# How can I solve log(normalcdf(a-x)-normalcdf(b-x)) with cvx

(Ye Xue) #1

I’m solving an unconstraint cvx problem with object function “log(normalcdf(a-x)-normalcdf(b-x))” but cvx does not contain this function.

(Mark L. Stone) #2

I am presuming that x is your CVX (optimization) varable, and that a and b are constants.

CVX does have an approximation, log_normcdf , which is concave, and therefore can be maximized. But your objective is the log of the integral from b-x to a-x of the standard Normal density, which {superseded by edit below} is neither convex nor concave. Your only hope of using this in CVX might be to formulate a concave series approximation if maximizing, or a convex series approximation if minimizing. I have no reason to believe there is necessarily any such approximation which is adequate for optimization purposes.

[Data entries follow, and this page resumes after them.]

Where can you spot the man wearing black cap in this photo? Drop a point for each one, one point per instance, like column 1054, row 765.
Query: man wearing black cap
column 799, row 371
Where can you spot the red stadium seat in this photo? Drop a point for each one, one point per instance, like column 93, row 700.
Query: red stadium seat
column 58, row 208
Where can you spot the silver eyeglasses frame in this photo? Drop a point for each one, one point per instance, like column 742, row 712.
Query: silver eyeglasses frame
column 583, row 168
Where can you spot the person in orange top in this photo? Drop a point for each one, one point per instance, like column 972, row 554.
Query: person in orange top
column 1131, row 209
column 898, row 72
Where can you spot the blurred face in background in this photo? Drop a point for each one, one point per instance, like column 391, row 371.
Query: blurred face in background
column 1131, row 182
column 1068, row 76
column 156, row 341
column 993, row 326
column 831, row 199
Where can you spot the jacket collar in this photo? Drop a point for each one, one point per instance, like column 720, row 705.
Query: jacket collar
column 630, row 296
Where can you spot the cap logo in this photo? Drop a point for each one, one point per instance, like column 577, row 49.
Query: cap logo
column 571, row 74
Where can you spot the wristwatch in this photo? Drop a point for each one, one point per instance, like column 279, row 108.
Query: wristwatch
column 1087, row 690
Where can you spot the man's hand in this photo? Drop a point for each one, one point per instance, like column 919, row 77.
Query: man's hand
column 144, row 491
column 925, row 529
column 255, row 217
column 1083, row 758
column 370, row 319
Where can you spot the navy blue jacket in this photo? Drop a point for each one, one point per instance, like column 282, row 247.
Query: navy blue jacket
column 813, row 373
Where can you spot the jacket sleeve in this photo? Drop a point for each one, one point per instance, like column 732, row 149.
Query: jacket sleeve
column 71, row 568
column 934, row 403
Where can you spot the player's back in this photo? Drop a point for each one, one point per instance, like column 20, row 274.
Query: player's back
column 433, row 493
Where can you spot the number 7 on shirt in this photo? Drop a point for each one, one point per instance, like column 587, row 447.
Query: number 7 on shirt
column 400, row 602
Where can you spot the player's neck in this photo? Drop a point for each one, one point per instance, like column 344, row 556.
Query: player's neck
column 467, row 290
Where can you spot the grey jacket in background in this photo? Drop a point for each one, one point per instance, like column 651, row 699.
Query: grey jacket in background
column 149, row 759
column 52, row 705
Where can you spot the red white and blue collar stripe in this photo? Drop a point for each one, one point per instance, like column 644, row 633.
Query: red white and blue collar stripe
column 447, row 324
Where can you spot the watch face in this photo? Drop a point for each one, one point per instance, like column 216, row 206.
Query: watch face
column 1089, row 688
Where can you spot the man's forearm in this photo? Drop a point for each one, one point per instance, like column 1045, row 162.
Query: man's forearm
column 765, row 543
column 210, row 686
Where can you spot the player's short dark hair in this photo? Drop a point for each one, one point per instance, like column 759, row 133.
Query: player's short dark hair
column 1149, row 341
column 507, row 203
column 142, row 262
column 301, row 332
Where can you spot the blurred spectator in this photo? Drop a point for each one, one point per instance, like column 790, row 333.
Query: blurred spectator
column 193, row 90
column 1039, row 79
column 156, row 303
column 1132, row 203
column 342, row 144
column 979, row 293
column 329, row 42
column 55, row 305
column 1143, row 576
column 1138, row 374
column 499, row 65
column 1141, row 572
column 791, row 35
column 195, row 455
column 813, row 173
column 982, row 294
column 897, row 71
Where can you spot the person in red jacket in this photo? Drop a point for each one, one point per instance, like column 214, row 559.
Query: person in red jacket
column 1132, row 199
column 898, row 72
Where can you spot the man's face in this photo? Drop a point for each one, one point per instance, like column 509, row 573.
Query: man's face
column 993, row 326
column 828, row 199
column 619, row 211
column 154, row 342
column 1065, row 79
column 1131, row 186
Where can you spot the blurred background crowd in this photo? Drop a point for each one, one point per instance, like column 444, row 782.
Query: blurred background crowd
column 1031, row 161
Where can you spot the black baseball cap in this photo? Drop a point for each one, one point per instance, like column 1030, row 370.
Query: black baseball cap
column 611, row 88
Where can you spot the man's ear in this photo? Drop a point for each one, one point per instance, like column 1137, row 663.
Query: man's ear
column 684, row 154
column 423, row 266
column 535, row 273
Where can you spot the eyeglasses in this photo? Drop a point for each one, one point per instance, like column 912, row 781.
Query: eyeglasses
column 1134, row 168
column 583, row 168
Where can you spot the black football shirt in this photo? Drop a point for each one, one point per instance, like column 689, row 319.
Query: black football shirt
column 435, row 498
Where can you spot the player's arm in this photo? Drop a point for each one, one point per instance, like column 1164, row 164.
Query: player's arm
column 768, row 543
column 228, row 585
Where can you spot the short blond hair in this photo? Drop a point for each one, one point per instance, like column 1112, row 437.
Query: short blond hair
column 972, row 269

Edit: In reply to subsequent post, the integral in question is neither convex nor concave, but its log appears to be concave in x.

(Ye Xue) #3

Thanks,but normalcdf(a-x)-normalcdf(b-x) is actually log concave (convolution of two log concave functions).So -log(normalcdf(a-x)-normalcdf(b-x)) is convex. Can I define this as my own convex function in cvx?

(Mark L. Stone) #4

Sorry. It appears you are correct.

If you find a way of implementing this function in CVX, exactly or to a good approximation, please post it. You can look at cvx/functions and cvx/functions/@cvx to see the current implementation and comments for log_normcdf.

I think you may be able to try a similar approach. The 2nd order Taylor series about x = c is concave due to the (x-c)^2 term having a negative coefficient. So perhaps you can use a piecewise quadratic approximation about different expansion points. I leave the details to you. I don’t know what the accuracy will wind up being, depending on the distance between expansion points.

(Michael C. Grant) #5

I’m certain you cannot represent this function exactly within CVX. To understand why, please see the FAQ that Mark linked to above. I generally do not recommend that users try to implement their own functions, especially if they require approximations. There’s a strong case to be made here that CVX is simply not designed to support problems such as yours.